This article is provided by the Dunhuang Academy. All text and images published are authorized by the Dunhuang Academy.
Mogao Cave 23 was built in the height of the Tang Dynasty (704-780 A.D.). It is one of the representative caves at Dunhuang from that time. The Tang Dynasty standard inverted-funnel-ceilinged cave is located on the bottom level of the cliff face. On its front facing (west) wall there is carved a wide open Buddhist niche. The cave’s caisson ceiling features round flower patterns. The statues in the niche and paintings on the west wall together show the Buddha and his dependents. After reconstruction during the Qing Dynasty, the statues and paintings had lost their original appearance in the Tang Dynasty. The east, south, and north walls of the cave and the south slope of the cave’s ceiling were all painted with illustrations from the Lotus Sutra, which made this cave a “Lotus Sutra Cave”. The east slope of the ceiling was painted with the Usnisa Vijaya Dharani Sutra transformation. The west ceiling slope was painted with the Maitreya Sutra transformation. And the north ceiling slope was painted with one Buddha accompanied by 50 Bodhisattvas.

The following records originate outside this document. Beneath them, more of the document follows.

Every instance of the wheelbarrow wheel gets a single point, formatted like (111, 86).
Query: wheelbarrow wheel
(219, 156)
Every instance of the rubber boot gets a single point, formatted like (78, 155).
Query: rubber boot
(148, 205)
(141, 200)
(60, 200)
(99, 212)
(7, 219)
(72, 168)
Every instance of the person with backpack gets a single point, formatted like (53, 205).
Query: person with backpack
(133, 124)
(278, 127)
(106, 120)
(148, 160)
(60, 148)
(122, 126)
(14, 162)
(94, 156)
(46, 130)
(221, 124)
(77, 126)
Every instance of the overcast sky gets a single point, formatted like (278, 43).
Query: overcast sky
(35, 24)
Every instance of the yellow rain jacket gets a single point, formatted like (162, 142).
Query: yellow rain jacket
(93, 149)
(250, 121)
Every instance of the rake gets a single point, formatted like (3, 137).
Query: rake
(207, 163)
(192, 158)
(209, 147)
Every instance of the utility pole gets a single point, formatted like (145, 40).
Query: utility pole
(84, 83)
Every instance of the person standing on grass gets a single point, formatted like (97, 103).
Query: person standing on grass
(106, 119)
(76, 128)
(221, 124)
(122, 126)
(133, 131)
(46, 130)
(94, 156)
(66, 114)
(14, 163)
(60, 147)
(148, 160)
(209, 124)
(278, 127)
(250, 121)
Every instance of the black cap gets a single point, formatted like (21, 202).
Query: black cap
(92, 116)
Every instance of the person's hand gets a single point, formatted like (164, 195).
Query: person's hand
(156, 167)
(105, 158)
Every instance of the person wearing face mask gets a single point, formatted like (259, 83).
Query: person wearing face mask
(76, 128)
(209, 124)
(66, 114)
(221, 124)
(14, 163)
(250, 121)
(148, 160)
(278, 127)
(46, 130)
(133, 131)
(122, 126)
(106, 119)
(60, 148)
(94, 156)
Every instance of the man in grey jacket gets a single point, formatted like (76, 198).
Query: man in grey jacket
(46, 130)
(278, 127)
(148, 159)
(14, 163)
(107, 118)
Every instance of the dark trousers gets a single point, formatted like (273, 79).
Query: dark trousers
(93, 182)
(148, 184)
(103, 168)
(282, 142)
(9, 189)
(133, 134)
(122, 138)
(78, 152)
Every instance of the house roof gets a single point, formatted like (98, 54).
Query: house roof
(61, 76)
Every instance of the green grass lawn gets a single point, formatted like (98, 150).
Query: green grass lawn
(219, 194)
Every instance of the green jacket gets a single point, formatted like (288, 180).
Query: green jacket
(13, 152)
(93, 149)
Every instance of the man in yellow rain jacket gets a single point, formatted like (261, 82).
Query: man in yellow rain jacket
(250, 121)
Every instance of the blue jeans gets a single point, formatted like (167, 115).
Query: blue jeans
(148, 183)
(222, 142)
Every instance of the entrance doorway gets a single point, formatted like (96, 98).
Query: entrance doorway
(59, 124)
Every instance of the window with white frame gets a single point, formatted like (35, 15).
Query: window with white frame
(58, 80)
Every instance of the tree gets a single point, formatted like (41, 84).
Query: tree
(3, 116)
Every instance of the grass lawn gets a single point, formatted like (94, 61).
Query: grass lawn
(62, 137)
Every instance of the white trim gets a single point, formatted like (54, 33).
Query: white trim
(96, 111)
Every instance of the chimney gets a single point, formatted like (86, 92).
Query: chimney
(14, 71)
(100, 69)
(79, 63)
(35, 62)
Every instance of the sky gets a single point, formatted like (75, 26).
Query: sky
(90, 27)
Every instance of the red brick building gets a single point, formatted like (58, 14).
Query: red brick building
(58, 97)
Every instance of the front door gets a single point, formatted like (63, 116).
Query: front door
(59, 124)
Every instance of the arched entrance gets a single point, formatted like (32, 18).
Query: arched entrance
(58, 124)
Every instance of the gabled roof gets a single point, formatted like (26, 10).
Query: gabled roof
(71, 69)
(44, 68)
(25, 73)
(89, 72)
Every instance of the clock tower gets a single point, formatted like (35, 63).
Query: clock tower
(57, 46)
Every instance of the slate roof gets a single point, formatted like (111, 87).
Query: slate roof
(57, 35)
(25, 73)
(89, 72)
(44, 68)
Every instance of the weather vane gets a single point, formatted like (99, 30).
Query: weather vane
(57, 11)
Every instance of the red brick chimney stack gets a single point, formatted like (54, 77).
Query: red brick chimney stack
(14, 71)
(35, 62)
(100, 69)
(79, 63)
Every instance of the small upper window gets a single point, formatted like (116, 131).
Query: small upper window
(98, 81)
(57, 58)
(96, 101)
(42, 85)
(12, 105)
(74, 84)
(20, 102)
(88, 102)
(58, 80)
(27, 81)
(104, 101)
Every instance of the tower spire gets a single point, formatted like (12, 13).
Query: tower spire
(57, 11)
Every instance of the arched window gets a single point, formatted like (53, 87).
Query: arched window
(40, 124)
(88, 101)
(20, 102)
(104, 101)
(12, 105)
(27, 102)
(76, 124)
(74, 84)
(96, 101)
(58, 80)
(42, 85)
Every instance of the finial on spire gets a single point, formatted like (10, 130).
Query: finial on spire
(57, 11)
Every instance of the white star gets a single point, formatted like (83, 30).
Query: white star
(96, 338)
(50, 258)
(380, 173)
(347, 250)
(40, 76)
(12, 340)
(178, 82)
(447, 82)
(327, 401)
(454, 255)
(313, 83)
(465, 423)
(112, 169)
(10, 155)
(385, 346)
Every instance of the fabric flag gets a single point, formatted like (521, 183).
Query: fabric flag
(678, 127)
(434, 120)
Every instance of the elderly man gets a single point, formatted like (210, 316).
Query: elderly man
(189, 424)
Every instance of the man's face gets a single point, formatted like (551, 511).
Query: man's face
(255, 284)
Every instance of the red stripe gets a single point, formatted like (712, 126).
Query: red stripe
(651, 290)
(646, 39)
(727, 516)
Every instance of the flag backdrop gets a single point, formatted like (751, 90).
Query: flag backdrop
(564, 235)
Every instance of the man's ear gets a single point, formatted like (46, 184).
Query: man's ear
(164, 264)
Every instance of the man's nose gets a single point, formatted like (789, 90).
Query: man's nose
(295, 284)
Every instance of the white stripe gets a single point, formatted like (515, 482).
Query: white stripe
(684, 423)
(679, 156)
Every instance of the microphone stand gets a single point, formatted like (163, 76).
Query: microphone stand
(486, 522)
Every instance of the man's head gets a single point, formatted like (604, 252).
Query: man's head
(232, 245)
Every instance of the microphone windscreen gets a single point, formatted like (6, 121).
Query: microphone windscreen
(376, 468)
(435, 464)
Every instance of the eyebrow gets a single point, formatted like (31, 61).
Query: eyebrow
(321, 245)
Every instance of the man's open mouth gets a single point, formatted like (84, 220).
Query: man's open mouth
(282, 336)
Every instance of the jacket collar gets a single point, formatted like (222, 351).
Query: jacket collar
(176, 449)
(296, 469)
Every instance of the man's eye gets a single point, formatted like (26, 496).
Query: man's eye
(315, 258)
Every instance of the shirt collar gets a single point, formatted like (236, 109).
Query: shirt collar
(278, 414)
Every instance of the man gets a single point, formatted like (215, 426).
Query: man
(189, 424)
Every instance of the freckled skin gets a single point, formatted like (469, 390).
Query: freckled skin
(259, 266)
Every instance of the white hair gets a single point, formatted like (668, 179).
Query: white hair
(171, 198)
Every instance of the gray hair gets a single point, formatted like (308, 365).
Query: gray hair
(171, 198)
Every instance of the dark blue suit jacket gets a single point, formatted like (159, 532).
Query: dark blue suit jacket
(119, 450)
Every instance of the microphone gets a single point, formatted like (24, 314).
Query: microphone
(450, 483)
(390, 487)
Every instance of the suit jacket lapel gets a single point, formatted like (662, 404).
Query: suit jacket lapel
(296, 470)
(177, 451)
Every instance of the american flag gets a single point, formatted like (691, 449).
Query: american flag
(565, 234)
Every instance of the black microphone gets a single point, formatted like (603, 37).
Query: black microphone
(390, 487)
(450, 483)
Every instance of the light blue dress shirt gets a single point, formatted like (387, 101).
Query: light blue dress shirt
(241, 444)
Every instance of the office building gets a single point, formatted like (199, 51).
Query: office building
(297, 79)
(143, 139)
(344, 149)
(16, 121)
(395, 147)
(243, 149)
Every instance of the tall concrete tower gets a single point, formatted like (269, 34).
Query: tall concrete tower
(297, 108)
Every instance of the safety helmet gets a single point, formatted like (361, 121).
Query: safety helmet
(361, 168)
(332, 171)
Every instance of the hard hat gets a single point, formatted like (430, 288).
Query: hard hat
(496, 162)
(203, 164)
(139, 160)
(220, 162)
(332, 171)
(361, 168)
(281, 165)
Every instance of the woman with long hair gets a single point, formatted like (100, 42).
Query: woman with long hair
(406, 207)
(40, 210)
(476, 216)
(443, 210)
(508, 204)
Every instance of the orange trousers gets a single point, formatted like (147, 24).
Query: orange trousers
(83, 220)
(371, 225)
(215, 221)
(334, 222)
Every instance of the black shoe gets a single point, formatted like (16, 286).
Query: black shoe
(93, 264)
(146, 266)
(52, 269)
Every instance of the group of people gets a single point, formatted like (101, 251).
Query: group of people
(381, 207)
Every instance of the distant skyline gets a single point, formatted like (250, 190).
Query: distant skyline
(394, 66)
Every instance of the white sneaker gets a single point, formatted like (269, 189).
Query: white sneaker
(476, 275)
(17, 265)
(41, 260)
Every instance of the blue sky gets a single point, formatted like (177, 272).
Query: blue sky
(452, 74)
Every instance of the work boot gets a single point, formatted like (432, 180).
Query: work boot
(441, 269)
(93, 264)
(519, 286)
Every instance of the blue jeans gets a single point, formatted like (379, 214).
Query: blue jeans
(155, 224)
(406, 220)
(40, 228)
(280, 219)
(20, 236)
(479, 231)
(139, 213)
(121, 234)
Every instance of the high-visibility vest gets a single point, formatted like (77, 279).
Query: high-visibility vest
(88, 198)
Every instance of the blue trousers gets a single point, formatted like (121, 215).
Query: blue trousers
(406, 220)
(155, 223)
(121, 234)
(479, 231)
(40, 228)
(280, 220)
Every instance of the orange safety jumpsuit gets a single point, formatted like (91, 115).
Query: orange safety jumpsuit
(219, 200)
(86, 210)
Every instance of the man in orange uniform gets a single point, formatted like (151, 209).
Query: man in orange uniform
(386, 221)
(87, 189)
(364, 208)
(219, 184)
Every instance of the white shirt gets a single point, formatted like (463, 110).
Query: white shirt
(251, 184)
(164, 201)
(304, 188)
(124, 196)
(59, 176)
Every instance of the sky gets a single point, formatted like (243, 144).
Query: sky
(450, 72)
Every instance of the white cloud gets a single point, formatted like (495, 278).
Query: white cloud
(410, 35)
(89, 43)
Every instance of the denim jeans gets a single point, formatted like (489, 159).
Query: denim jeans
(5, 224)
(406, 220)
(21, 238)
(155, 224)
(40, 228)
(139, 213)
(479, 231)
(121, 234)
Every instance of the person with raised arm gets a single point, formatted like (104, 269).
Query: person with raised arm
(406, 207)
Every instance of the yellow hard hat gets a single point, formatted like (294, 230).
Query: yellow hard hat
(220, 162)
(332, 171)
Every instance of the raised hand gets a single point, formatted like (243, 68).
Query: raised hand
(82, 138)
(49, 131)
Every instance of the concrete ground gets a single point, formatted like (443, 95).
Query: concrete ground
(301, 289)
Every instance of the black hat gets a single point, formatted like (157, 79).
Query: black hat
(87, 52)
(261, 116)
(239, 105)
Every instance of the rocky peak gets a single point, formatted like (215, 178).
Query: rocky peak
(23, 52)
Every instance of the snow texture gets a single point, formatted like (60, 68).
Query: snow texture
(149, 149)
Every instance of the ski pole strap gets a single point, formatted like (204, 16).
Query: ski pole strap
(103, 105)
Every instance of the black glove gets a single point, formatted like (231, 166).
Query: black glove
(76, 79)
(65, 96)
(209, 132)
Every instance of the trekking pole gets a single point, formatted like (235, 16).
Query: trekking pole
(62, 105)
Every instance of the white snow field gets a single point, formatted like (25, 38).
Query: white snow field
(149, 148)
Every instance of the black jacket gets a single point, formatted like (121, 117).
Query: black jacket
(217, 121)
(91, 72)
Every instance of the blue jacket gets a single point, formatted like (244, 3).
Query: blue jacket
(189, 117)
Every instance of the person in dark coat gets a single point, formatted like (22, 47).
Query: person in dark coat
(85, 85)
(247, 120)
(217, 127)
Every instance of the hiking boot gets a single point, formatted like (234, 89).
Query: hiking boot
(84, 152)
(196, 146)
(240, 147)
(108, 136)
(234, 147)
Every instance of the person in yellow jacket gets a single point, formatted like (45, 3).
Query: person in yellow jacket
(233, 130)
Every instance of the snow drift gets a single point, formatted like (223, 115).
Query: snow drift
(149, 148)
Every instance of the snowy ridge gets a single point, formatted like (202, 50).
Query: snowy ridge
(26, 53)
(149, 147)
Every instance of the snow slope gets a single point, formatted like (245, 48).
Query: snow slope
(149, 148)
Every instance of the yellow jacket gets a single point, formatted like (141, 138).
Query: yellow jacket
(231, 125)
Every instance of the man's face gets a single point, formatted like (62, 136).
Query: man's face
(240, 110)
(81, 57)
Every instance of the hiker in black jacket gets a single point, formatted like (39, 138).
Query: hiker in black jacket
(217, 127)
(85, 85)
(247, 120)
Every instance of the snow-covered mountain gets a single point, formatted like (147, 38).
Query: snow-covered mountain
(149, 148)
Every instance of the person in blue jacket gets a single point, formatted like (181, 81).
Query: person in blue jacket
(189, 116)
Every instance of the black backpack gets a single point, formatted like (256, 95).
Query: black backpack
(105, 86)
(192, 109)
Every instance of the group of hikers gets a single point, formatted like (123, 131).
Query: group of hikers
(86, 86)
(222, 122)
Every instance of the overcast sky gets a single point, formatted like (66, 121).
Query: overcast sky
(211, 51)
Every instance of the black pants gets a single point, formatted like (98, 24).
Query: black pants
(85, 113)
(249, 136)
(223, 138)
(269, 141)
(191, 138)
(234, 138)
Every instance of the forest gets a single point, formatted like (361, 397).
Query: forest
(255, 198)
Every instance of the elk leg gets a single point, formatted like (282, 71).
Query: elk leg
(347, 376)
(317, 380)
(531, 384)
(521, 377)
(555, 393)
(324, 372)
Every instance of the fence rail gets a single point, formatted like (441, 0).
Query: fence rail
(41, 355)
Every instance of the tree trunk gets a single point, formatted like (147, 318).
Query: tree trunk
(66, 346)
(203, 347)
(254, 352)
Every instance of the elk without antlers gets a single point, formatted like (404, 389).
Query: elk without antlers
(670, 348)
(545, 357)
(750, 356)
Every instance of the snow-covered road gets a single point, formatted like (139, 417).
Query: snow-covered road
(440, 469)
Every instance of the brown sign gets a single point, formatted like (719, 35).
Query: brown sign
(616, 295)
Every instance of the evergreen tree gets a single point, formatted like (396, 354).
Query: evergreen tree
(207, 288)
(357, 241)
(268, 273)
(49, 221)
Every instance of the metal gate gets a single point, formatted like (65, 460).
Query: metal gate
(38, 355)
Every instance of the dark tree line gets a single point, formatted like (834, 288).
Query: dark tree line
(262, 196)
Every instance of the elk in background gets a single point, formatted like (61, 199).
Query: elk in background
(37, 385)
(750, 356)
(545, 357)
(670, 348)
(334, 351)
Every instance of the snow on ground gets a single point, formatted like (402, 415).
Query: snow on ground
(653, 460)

The Lotus Sutra is one of the important classics of Mahayana Buddhism. Although it’s relatively short, its content is rather important. Seng-rui, a disciple of Kumarajiva said in the Epilogue to the Lotus Sutra, “The Lotus Sutra is a secret Dharma kept by the Buddhas, and is the king among all sutras.” Then he continued, “It contains profound and far-reaching truths, which are indeed great enlightenment encompassing the ancient and present times.” According to records from the history of painting, the Lotus Sutra transformation first appeared in the Sui Dynasty. This kind of illustrations in the Mogao Grottoes also began in the Sui Dynasty and reached peak popularity in the height of the Tang Dynasty. According to a preliminary investigation, there were 15 chapters of illustration of the Lotus Sutra during the peak of Tang Dynasty. Fourteen of such could be found in Mogao Cave 23. Some of them are very beautiful, such as those depicting the parables of “Herbs”, “Stupa”, and “Expedients”.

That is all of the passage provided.